WARNING: this Post is about one of those things that happens, but no one ever addresses. A white elephant, an under the rock piece…
Have Facebook Comments become a huge waste of your time lately?
Every morning during my week off I have “checked in” with people, to see what they’re up to, and make a comment. This takes time and some thought. Sometimes the comments I make are funny, sometimes I’m asking a question, sometimes it’s an observation. It’s nice to be able to connect while I have some free time. My observation this week is that the comments I make might mostly fall on deaf ears, or eyes, as it were. Very few people even acknowledge that I’ve visited them. In fact, most people never respond to anyone’s comments. To be honest, not even me. There have been many comments made on my own Facebook page that I read and never respond to.
Facebook reminds me of this rather awkward cyber playground.
I’ve told people, in fact most recently when I was trying to convince my friend to sign up, that Facebook is like walking into a room full of your friends everyday. You can see what everyone is doing, or what they choose to tell you they’re doing, see their pictures, and interact with them instantaneously. Finally after receiving several invitations from her friends she signed on.
But if you interact with your friends with comments, does that mean they’ll interact with you?
Before becoming inhibited with the comments I make, or taking offense for the thought of being ignored I had to look at my own behavior when it comes to “commenting” in return. That puts everything into perspective.
When the little red number at the top left hand side of my Facebook application is lit up with a big number, it means people are choosing to pay attention to what you’re sharing. That red number is all friends that have taken the time to stop by and comment.
But are Facebook comments just wasted keystrokes?
I don’t think so.
It’s almost like someone has stopped by your house when you weren’t home and left a note on your door. Or they have called while you were out and left you a voicemail. They acknowledge your existence. They let you know they’re thinking about you and they care. They have taken the time to admire the work you’ve done or the pictures of your family and objects de art you’ve posted. They went there and they looked and felt moved enough to leave behind a mark of their humanity for you in the form of the “comment”.
You have been honored with a bit of their free time.
Do I feel compelled to respond to every comment on my page? Sometimes, but some times no. It doesn’t mean the comments mean any less to me, or that some comments mean more. They are all equally well received and welcomed in my Facebook world. Please know that I read each and every one of them and they all make me smile or give me food for thought. I have never been annoyed by a comment from a friend.
I’m sure though, that we all have that insecurity about the words we write.
Deep down I think that this is acknowledgement we’re all looking for. Just knowing that we aren’t ignored, that someone out there is soaking up our thoughts, that we have this opportunity to change someones opinion, someones views, or someones life.
Another one of my friends told me that someone she knew gave up her online “personality” to work on her life in the real world. I had never thought about this in those terms before.

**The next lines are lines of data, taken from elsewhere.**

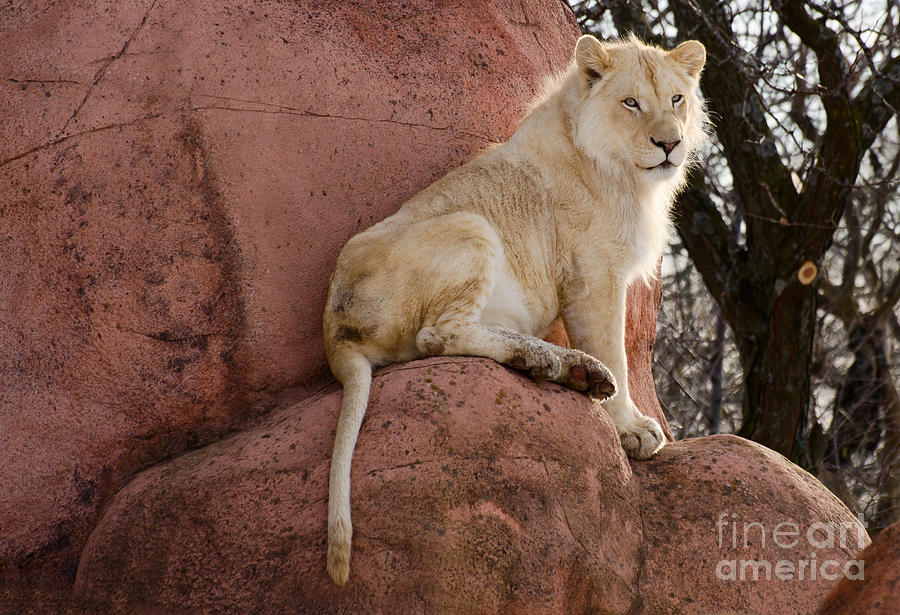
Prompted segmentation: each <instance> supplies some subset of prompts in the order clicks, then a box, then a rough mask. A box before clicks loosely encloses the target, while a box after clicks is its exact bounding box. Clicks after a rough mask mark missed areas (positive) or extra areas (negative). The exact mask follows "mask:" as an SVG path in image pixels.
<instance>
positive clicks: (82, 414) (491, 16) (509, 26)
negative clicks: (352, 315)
mask: <svg viewBox="0 0 900 615" xmlns="http://www.w3.org/2000/svg"><path fill="white" fill-rule="evenodd" d="M0 15H2V17H0V50H2V53H0V74H2V76H3V79H2V80H0V109H3V121H2V122H0V237H2V238H3V241H0V262H2V263H3V267H2V268H0V302H2V303H0V314H2V317H0V348H2V349H3V352H2V353H0V390H2V391H3V399H2V402H0V403H2V411H0V528H2V536H0V594H2V591H3V590H2V588H3V587H4V586H8V585H9V584H13V585H14V586H22V584H23V583H30V582H33V581H40V582H41V583H44V584H49V585H51V586H57V585H62V586H63V587H64V586H65V585H66V584H67V583H70V582H71V580H72V579H73V578H74V574H75V565H76V562H77V557H78V554H79V552H80V550H81V548H82V546H83V545H84V542H85V540H86V539H87V536H88V533H89V531H90V529H91V527H92V526H93V525H94V524H95V523H96V521H97V516H98V513H99V511H100V510H101V507H102V506H103V505H104V503H106V502H107V501H108V499H109V498H110V497H111V496H112V495H113V494H114V493H115V492H116V491H117V490H118V489H119V488H120V487H121V486H122V485H123V484H124V483H125V482H127V480H128V479H129V477H131V476H132V475H133V474H134V473H135V472H136V471H138V470H140V469H142V468H145V467H148V466H150V465H152V464H154V463H156V462H158V461H160V460H162V459H166V458H169V457H171V456H173V455H176V454H178V453H180V452H182V451H184V450H187V449H189V448H191V447H194V446H198V445H200V444H203V443H207V442H210V441H213V440H215V439H216V438H218V437H220V436H221V435H222V434H223V433H226V432H227V431H229V430H233V429H235V428H237V427H239V426H240V425H241V424H242V423H244V422H246V421H247V420H251V419H253V418H254V417H257V416H259V415H260V413H261V412H262V411H264V410H266V409H268V408H271V407H272V406H273V405H278V404H282V405H283V404H284V403H287V402H285V401H284V400H285V399H287V400H293V401H296V400H298V399H300V398H302V397H303V396H304V395H307V394H308V393H309V392H310V391H313V390H316V389H318V388H321V387H322V386H323V385H324V384H326V383H327V382H330V381H331V379H330V375H329V374H328V372H327V367H326V366H325V362H324V357H323V353H322V342H321V335H320V322H321V312H322V307H323V305H324V300H325V293H326V287H327V280H328V276H329V274H330V271H331V268H332V265H333V262H334V259H335V257H336V255H337V252H338V250H339V249H340V247H341V245H342V244H343V243H344V241H345V240H346V239H347V237H349V236H350V235H351V234H353V233H355V232H357V231H359V230H361V229H362V228H364V227H367V226H369V225H370V224H372V223H374V222H376V221H377V220H379V219H381V218H383V217H385V216H386V215H388V214H389V213H391V212H393V211H395V210H396V208H397V207H398V206H399V204H400V203H401V202H402V201H403V200H405V199H406V198H407V197H409V196H411V195H412V194H413V193H414V192H415V191H417V190H419V189H420V188H422V187H424V186H425V185H427V184H428V183H429V182H431V181H432V180H433V179H435V178H436V177H438V176H439V175H440V174H442V173H444V172H445V171H446V170H447V169H449V168H450V167H452V166H454V165H457V164H459V163H461V162H463V161H465V160H466V159H468V158H470V157H471V156H472V155H473V154H474V153H475V152H477V151H478V150H480V149H482V148H484V147H485V146H486V145H487V144H489V143H490V142H492V141H495V140H502V139H505V138H507V137H508V136H509V135H510V134H511V132H512V131H513V129H514V128H515V126H516V124H517V122H518V119H519V117H520V114H521V110H522V108H523V107H524V105H525V104H526V102H527V101H528V100H529V99H530V98H531V97H532V96H533V95H534V93H535V92H536V91H537V89H538V87H539V85H540V83H541V81H542V80H543V79H544V77H545V76H546V75H548V74H549V73H551V72H553V71H556V70H558V69H560V68H562V67H564V66H565V65H566V63H567V62H568V60H569V56H570V54H571V49H572V44H573V42H574V39H575V37H576V35H577V28H576V27H575V25H574V20H573V19H572V17H571V14H570V13H569V12H568V11H567V10H566V9H565V8H564V7H563V6H562V5H561V4H560V3H558V2H538V1H537V0H528V1H525V2H521V3H519V2H515V3H513V2H506V3H493V2H467V3H457V4H455V5H446V4H441V5H439V6H438V5H431V4H428V5H427V6H425V5H422V4H420V3H415V2H394V1H391V2H379V3H377V5H376V4H366V3H361V4H360V3H354V4H351V3H325V4H323V3H321V2H292V3H263V2H259V3H251V4H248V3H243V2H242V3H237V2H226V3H221V2H209V1H205V0H194V1H188V2H176V3H169V2H128V1H125V2H121V1H116V2H113V1H110V0H104V1H100V2H92V3H54V2H46V1H39V0H32V1H29V2H25V3H18V5H17V8H16V9H13V10H10V9H3V10H2V11H0ZM15 591H19V590H15ZM22 591H24V590H22Z"/></svg>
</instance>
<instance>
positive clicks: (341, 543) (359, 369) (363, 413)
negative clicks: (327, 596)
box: [327, 349, 372, 585]
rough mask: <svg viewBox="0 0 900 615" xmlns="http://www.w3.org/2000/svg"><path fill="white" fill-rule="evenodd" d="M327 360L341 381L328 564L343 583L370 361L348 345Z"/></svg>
mask: <svg viewBox="0 0 900 615" xmlns="http://www.w3.org/2000/svg"><path fill="white" fill-rule="evenodd" d="M330 363H331V368H332V371H333V372H334V375H335V377H336V378H337V379H338V380H339V381H340V383H341V384H342V385H344V398H343V401H342V402H341V416H340V419H338V427H337V435H336V436H335V439H334V452H333V453H332V455H331V475H330V477H329V485H328V562H327V568H328V574H329V575H330V576H331V579H332V580H333V581H334V582H335V583H337V584H338V585H343V584H344V583H346V582H347V577H348V576H349V575H350V540H351V537H352V535H353V526H352V524H351V523H350V462H351V460H352V458H353V449H354V447H355V446H356V437H357V436H358V435H359V428H360V425H362V419H363V416H364V415H365V413H366V406H367V405H368V403H369V389H370V388H371V385H372V364H371V363H369V360H368V359H367V358H366V357H365V356H364V355H362V354H361V353H359V352H358V351H356V350H349V349H348V350H347V351H345V352H343V353H341V354H340V355H339V356H336V357H334V360H332V361H330Z"/></svg>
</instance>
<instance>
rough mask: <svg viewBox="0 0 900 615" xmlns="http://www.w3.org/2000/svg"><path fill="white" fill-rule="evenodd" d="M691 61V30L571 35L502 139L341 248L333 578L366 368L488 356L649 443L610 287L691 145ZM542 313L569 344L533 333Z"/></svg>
mask: <svg viewBox="0 0 900 615" xmlns="http://www.w3.org/2000/svg"><path fill="white" fill-rule="evenodd" d="M705 60H706V51H705V49H704V47H703V45H701V44H700V43H698V42H697V41H687V42H685V43H682V44H681V45H679V46H678V47H677V48H675V49H674V50H672V51H664V50H662V49H659V48H656V47H651V46H647V45H644V44H642V43H641V42H639V41H638V40H637V39H634V38H632V39H629V40H627V41H623V42H615V43H600V42H599V41H598V40H597V39H595V38H594V37H592V36H583V37H581V38H580V39H579V40H578V44H577V46H576V48H575V61H574V62H573V65H572V66H571V68H570V69H569V70H568V72H567V73H566V74H565V75H564V76H562V77H561V78H560V79H559V81H558V84H557V85H556V86H555V87H554V88H552V89H551V91H549V92H548V93H547V94H546V95H544V96H543V97H542V98H541V99H540V100H539V101H538V103H537V104H536V105H535V106H534V108H533V109H532V111H531V113H530V114H529V115H528V117H526V118H525V120H524V122H523V123H522V125H521V127H520V128H519V129H518V131H516V133H515V134H514V135H513V136H512V138H511V139H510V140H509V142H508V143H504V144H502V145H498V146H497V147H494V148H493V149H491V150H489V151H487V152H485V153H484V154H482V155H481V156H479V157H478V158H476V159H475V160H473V161H471V162H469V163H468V164H466V165H464V166H462V167H460V168H458V169H455V170H453V171H451V172H449V173H448V174H447V175H446V176H445V177H443V178H442V179H440V180H438V181H436V182H435V183H434V184H432V185H431V186H429V187H428V188H426V189H424V190H422V191H421V192H419V193H418V194H417V195H415V196H414V197H412V198H411V199H410V200H409V201H407V202H406V203H404V204H403V206H402V207H401V208H400V210H399V211H398V212H397V213H396V214H394V215H393V216H391V217H389V218H387V219H386V220H384V221H382V222H380V223H378V224H376V225H375V226H373V227H372V228H370V229H369V230H367V231H365V232H363V233H360V234H359V235H357V236H355V237H353V238H352V239H351V240H350V241H349V242H347V245H346V246H345V247H344V249H343V250H342V251H341V254H340V256H339V257H338V262H337V266H336V270H335V272H334V276H333V277H332V280H331V287H330V291H329V294H328V303H327V305H326V308H325V314H324V323H323V324H324V335H325V350H326V354H327V357H328V362H329V365H330V366H331V370H332V372H333V373H334V375H335V377H336V378H337V379H338V380H339V381H340V382H341V383H342V384H343V387H344V397H343V403H342V406H341V416H340V420H339V422H338V428H337V437H336V439H335V445H334V454H333V456H332V459H331V476H330V481H331V483H330V487H329V502H328V562H327V567H328V573H329V574H330V575H331V578H332V579H333V580H334V582H335V583H337V584H338V585H343V584H344V583H345V582H346V581H347V577H348V574H349V564H350V540H351V535H352V529H351V523H350V462H351V457H352V455H353V448H354V446H355V444H356V437H357V435H358V433H359V428H360V424H361V423H362V419H363V415H364V413H365V410H366V405H367V403H368V397H369V388H370V385H371V382H372V368H373V367H376V366H380V365H385V364H387V363H392V362H399V361H410V360H412V359H418V358H421V357H427V356H434V355H472V356H479V357H488V358H490V359H493V360H495V361H499V362H500V363H504V364H506V365H509V366H511V367H514V368H516V369H521V370H525V371H527V372H530V373H531V374H532V375H533V376H534V377H535V378H546V379H547V380H551V381H553V382H558V383H560V384H564V385H566V386H569V387H571V388H574V389H577V390H579V391H584V392H585V393H587V394H588V395H590V396H591V397H593V398H595V399H597V400H598V401H602V400H606V401H605V403H604V407H605V409H606V411H607V412H608V413H609V416H610V418H611V419H612V421H613V422H614V423H615V425H616V428H617V429H618V431H619V434H620V436H621V440H622V446H623V447H624V449H625V451H626V452H627V453H628V455H630V456H631V457H634V458H637V459H645V458H647V457H650V456H651V455H653V454H654V453H655V452H656V451H657V450H659V449H660V447H662V446H663V443H664V435H663V432H662V429H661V428H660V425H659V424H658V423H657V422H656V421H655V420H654V419H652V418H649V417H646V416H644V415H643V414H641V413H640V412H639V411H638V409H637V407H635V405H634V403H633V402H632V401H631V397H630V395H629V393H628V369H627V361H626V357H625V342H624V335H625V290H626V288H627V286H628V284H629V282H631V281H632V280H634V279H636V278H637V277H640V276H644V277H647V276H651V275H652V273H653V271H654V270H655V267H656V264H657V263H658V261H659V257H660V255H661V253H662V250H663V247H664V243H665V240H666V235H667V232H668V226H669V209H670V207H671V205H672V201H673V199H674V197H675V195H676V193H677V192H678V191H679V190H680V189H681V188H682V187H683V186H684V184H685V169H686V167H687V166H688V164H689V163H690V162H691V161H692V158H693V155H694V152H695V151H696V149H697V148H698V146H699V145H700V144H701V143H702V142H703V141H704V139H705V138H706V137H705V133H704V124H705V122H706V116H705V114H704V110H703V105H702V103H701V101H700V100H699V99H698V97H697V89H698V82H699V78H700V72H701V70H702V69H703V64H704V62H705ZM558 316H562V318H563V321H564V323H565V326H566V330H567V331H568V333H569V337H570V339H571V341H572V345H573V346H574V348H577V350H573V349H567V348H562V347H559V346H555V345H553V344H549V343H547V342H544V341H542V340H541V339H540V338H541V337H543V336H544V335H545V334H546V333H547V330H548V328H549V327H550V325H551V323H553V321H554V320H555V319H556V318H557V317H558ZM607 368H608V369H607ZM615 393H617V394H615ZM614 394H615V395H614Z"/></svg>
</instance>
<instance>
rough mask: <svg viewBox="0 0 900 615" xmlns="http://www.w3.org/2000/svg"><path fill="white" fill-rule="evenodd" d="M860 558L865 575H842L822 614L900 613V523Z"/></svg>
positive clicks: (841, 614)
mask: <svg viewBox="0 0 900 615" xmlns="http://www.w3.org/2000/svg"><path fill="white" fill-rule="evenodd" d="M856 558H857V559H859V560H862V561H863V562H865V577H864V578H863V579H861V580H849V579H846V578H842V579H841V580H840V581H839V582H838V584H837V585H836V586H835V588H834V589H833V590H832V591H831V592H830V593H829V594H828V597H827V598H826V600H825V603H824V604H823V605H822V609H821V610H820V611H819V612H818V613H819V615H896V613H897V611H900V523H895V524H894V525H892V526H890V527H889V528H887V529H885V530H884V531H882V532H881V533H880V534H878V536H876V537H875V540H873V541H872V544H871V545H869V546H868V547H867V548H866V549H865V550H864V551H863V552H862V553H859V554H858V555H856Z"/></svg>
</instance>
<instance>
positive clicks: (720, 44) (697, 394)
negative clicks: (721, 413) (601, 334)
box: [572, 0, 900, 526]
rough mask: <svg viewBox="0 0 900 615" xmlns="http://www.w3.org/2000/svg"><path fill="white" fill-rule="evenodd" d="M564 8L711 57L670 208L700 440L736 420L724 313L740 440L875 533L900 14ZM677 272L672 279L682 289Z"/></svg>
mask: <svg viewBox="0 0 900 615" xmlns="http://www.w3.org/2000/svg"><path fill="white" fill-rule="evenodd" d="M572 6H573V9H574V11H575V13H576V16H577V17H578V19H579V23H580V24H581V26H582V28H583V29H584V30H585V31H589V32H592V33H594V34H597V35H598V36H601V37H607V36H610V35H615V34H620V35H624V34H625V33H627V32H634V33H636V34H637V35H638V36H640V37H642V38H644V39H646V40H649V41H652V42H656V43H660V44H663V45H666V46H672V45H673V44H674V43H675V42H676V40H682V39H687V38H695V39H698V40H700V41H701V42H703V43H704V45H705V46H706V48H707V52H708V61H707V66H706V69H705V74H704V94H705V96H706V98H707V103H708V106H709V109H710V111H711V112H712V116H713V117H714V119H715V121H714V126H715V128H714V131H715V140H714V143H713V145H712V146H711V147H710V150H709V152H708V156H707V158H706V161H705V164H704V168H703V169H702V170H698V171H697V172H695V173H694V174H692V176H691V184H690V188H689V189H688V191H687V192H686V193H685V194H683V195H682V197H680V198H679V205H678V208H677V211H676V226H677V230H678V235H679V239H680V242H679V244H680V246H682V247H683V248H684V250H685V251H686V252H687V254H688V255H689V256H690V261H691V263H692V265H693V267H694V268H696V272H697V273H699V276H700V277H701V278H702V280H703V284H704V286H705V288H706V290H707V291H708V296H709V297H711V299H712V301H713V302H714V303H715V305H716V306H717V308H718V311H717V312H716V311H715V310H710V309H707V310H706V312H705V313H704V314H702V315H701V316H702V318H701V319H700V323H701V324H703V323H705V330H704V332H703V334H702V335H700V336H698V337H697V338H696V339H697V340H699V341H700V343H699V344H697V345H695V346H694V347H693V348H691V349H687V348H685V344H683V343H682V344H680V346H681V348H680V350H679V352H681V353H682V354H689V353H698V354H700V355H701V359H702V360H700V361H695V363H698V364H699V365H702V366H704V367H705V368H706V369H707V370H708V371H707V373H706V374H705V375H704V374H697V369H696V368H694V369H693V373H694V375H695V376H699V377H701V382H702V384H701V383H698V382H697V381H694V382H686V381H685V382H681V383H679V384H678V385H677V387H676V388H677V389H678V391H679V395H680V397H679V399H682V400H684V399H691V397H692V396H693V398H695V399H701V398H702V399H706V400H708V401H707V402H706V403H704V404H697V403H694V404H693V405H694V406H695V408H694V409H695V410H696V411H699V410H701V409H700V408H699V406H701V405H702V406H706V407H705V408H703V409H702V410H705V412H706V415H705V416H706V420H705V421H703V422H702V423H703V429H701V430H698V431H695V432H694V433H709V432H712V431H715V430H716V429H717V427H716V425H717V424H716V418H717V417H713V416H712V413H715V412H721V413H722V414H721V415H720V416H722V419H723V421H724V423H723V425H724V426H725V427H727V426H728V424H729V420H728V419H729V412H730V411H729V391H730V387H731V386H732V384H733V383H734V381H735V378H734V377H733V375H732V374H730V373H729V372H728V369H729V365H730V363H729V361H730V360H731V359H730V355H729V350H728V348H727V346H728V345H729V343H730V342H728V339H726V338H727V337H728V336H723V335H722V334H721V327H720V326H719V327H717V324H716V323H717V321H716V318H718V317H719V315H721V318H722V319H723V320H724V322H726V323H727V324H728V329H729V331H730V339H733V344H734V346H735V348H736V350H737V356H738V363H739V368H738V369H737V372H738V376H739V384H740V391H741V404H740V406H741V409H740V412H739V416H738V417H737V420H736V421H735V422H736V431H737V433H739V434H740V435H743V436H746V437H748V438H751V439H753V440H755V441H757V442H760V443H762V444H765V445H766V446H769V447H770V448H772V449H774V450H776V451H778V452H781V453H783V454H784V455H786V456H787V457H789V458H790V459H792V460H794V461H796V462H797V463H799V464H800V465H802V466H804V467H806V468H808V469H811V470H813V471H816V472H818V473H819V474H820V476H823V478H825V479H827V480H826V482H828V483H829V484H830V485H831V486H832V488H833V489H834V490H835V492H836V493H838V494H839V495H840V496H841V497H843V498H844V499H845V501H847V502H848V504H850V505H851V506H855V507H856V508H859V509H866V510H867V511H868V513H869V515H870V518H871V519H873V520H874V521H876V523H877V524H878V525H879V526H883V525H884V524H885V523H887V522H889V521H890V520H892V519H896V518H897V514H898V513H897V502H900V485H898V480H900V479H898V478H897V474H898V459H897V458H898V454H900V453H898V451H900V436H898V432H900V411H898V403H897V402H898V397H897V385H896V382H897V363H896V361H894V360H893V359H892V351H894V350H895V349H896V348H897V345H898V339H900V331H898V327H897V304H898V299H900V297H898V295H900V273H898V265H897V261H898V259H897V254H898V253H900V238H898V230H900V225H898V222H900V220H898V218H900V213H898V208H900V200H898V197H897V190H896V188H897V179H898V174H897V171H898V169H897V166H898V162H897V156H898V154H897V149H898V148H897V144H898V135H897V120H896V110H897V108H898V107H900V55H898V54H897V52H896V49H897V48H898V47H900V31H898V27H897V24H898V23H900V7H898V6H897V4H896V2H890V1H886V2H883V3H881V2H877V1H876V0H871V1H868V2H866V1H863V0H851V1H845V2H840V1H837V0H831V1H827V2H825V1H823V2H813V1H806V2H801V1H791V2H788V1H773V2H772V3H771V4H768V3H765V4H764V3H760V2H751V1H749V0H745V1H743V2H732V3H724V2H720V1H715V0H669V1H668V2H665V1H655V0H644V1H642V0H607V1H602V0H596V1H590V2H576V3H573V5H572ZM678 248H679V246H678V245H676V246H675V252H673V256H675V257H677V256H678V252H677V250H678ZM672 262H674V264H673V265H670V266H669V267H668V269H669V271H670V273H671V275H672V276H676V277H677V275H680V276H681V277H682V278H685V279H687V280H688V281H690V279H691V276H690V275H687V274H685V272H684V271H681V272H680V273H679V267H681V268H682V269H683V266H682V265H679V263H678V260H677V258H673V259H672ZM676 274H677V275H676ZM673 279H674V278H671V277H670V278H669V279H668V281H669V282H670V285H671V282H672V280H673ZM688 286H690V284H689V282H685V281H682V282H679V283H676V284H675V288H676V289H679V290H684V289H686V287H688ZM691 290H692V291H696V287H692V288H691ZM678 300H679V301H681V302H682V303H683V302H684V300H683V297H681V296H679V299H678ZM692 303H694V304H696V305H704V306H705V305H706V304H705V303H704V302H703V301H702V300H692ZM670 304H671V302H668V301H666V302H664V309H663V315H662V316H661V330H660V337H661V344H660V346H661V347H662V348H663V350H664V352H666V353H668V357H669V359H670V360H669V361H668V363H667V365H666V367H665V368H663V369H658V370H657V375H658V376H660V377H663V376H667V377H672V378H674V377H677V376H678V375H679V374H680V372H679V369H680V368H678V369H676V368H677V367H678V361H677V360H672V359H671V358H672V356H674V352H673V350H674V348H675V346H676V344H675V343H673V342H672V341H671V340H668V341H662V340H665V339H666V325H667V323H669V324H671V322H678V321H679V320H680V321H684V320H686V319H685V318H680V319H679V318H673V314H674V313H675V310H673V309H672V308H671V307H670ZM667 318H668V319H670V320H666V319H667ZM713 342H715V343H713ZM716 344H718V346H717V345H716ZM720 357H721V359H720ZM682 367H683V366H682ZM722 369H724V370H725V371H724V372H722V371H720V370H722ZM703 376H705V380H704V379H703ZM676 380H677V378H676ZM670 382H671V381H670ZM707 385H708V386H707ZM669 386H670V385H668V384H661V386H660V390H661V393H662V392H664V391H665V390H666V389H667V388H668V387H669ZM813 386H815V387H816V389H815V391H814V390H813ZM701 390H703V391H705V392H706V395H705V397H704V396H701V395H698V394H697V392H698V391H701ZM692 403H693V402H692ZM682 422H683V421H682ZM682 427H683V428H684V425H683V426H682ZM876 492H877V493H879V494H880V496H879V497H876V496H875V495H873V494H875V493H876Z"/></svg>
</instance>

Is Facebook any different than how I conduct myself anywhere else?
In “real” life I do nothing to save the rainforest, or to buy carbon credits. In “real” life I couldn’t be a Baroness and fight evil. I also wouldn’t pick up the phone everytime I feel like chatting with a friend and I certainly wouldn’t have bothered to look for my friends from the past. It just wouldn’t have been possible, or this easy to establish and maintain those ties. In fact, there are some folks I like much better now than I used to because I’ve been given this chance to get to know them better.
Do I feel like I need to give up Facebook in order to have a real life? Um, well, no. Facebook, like email, using my cell phone or even writing a letter longhand is making a connection with people.

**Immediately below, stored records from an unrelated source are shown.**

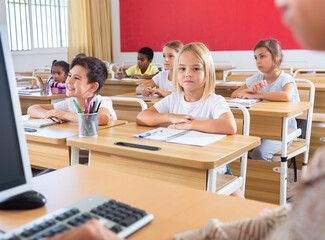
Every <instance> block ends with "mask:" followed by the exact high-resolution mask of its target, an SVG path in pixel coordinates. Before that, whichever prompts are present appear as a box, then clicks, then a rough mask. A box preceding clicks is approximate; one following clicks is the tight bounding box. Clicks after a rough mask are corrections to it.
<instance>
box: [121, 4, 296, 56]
mask: <svg viewBox="0 0 325 240" xmlns="http://www.w3.org/2000/svg"><path fill="white" fill-rule="evenodd" d="M120 24H121V26H120V28H121V51H122V52H137V51H138V50H139V48H141V47H144V46H148V47H151V48H152V49H153V50H154V51H161V47H162V46H163V45H164V44H165V43H166V42H169V41H172V40H181V41H182V42H183V43H189V42H203V43H205V44H206V45H207V46H208V47H209V49H210V50H211V51H222V50H252V49H253V48H254V45H255V44H256V43H257V42H258V41H259V40H260V39H263V38H276V39H278V40H279V41H280V43H281V46H282V48H283V49H299V48H300V47H299V45H298V44H297V43H296V42H295V40H294V38H293V37H292V35H291V33H290V31H289V30H288V29H287V28H286V27H284V26H283V24H282V22H281V17H280V14H279V12H278V11H277V9H276V8H275V6H274V0H120Z"/></svg>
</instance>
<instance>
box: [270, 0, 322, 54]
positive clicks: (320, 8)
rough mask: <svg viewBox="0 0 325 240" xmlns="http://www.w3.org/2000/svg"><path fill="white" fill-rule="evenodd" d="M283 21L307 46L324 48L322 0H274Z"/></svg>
mask: <svg viewBox="0 0 325 240" xmlns="http://www.w3.org/2000/svg"><path fill="white" fill-rule="evenodd" d="M275 2H276V5H277V6H278V8H279V9H280V10H281V11H282V14H283V19H284V21H285V22H286V23H287V24H288V25H289V26H290V27H291V29H292V30H293V32H294V33H295V35H296V36H297V38H298V39H299V40H300V41H301V42H302V43H303V44H304V45H306V46H307V47H309V48H312V49H315V50H325V14H324V9H325V1H324V0H275Z"/></svg>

Surely all of you guys out there are real folks, right? For the ones I’ve slowly figured out aren’t people in real life, or otherwise, I have exercised my full privilege of the Delete key.
Social cyber-networking isn’t about taking something away from your real life. It’s about adding another dimension. It’s an evolution that makes the world smaller, yet still intriguing.
I told someone today that Facebook has taught me more about myself, and more about what I will and will not stand for in a person, than any other experience in my life. Through Facebook I have learned the importance of privacy and personal boundaries. Through Facebook I have learned that not everyone out there has your best interest at heart. And through Facebook I finally know and have seen firsthand, what a fake friend really looks like. Now that! was a revelation!
But best of all, through Facebook I now know what a real friend looks like too because I can see it, in comments and messages, right before my eyes.
I had to pause for thought this morning as I wrote some comments of my own. Is this a wasted keystroke? The resounding answer is NO. As long as I’m reaching out and making a connection, whether it be in this wonderful cyber playground or in an email then I’m doing alright. The joy of waking up and switching on this world I’ve built is far more than I expected it to be. My friends, most of the people I love, are right here, all together in one spot and I can visit them here in mass frequency while I make plans to see them in person someday soon.
The next time you feel the urge to open that Comment box, the one that says Write Something, pound on that keyboard until the urge passes, say your piece, let someone out there know that you see What They’re Doing Right Now and you’re glad that you can see it. You’re happy to know they’re out there and that they ARE doing something.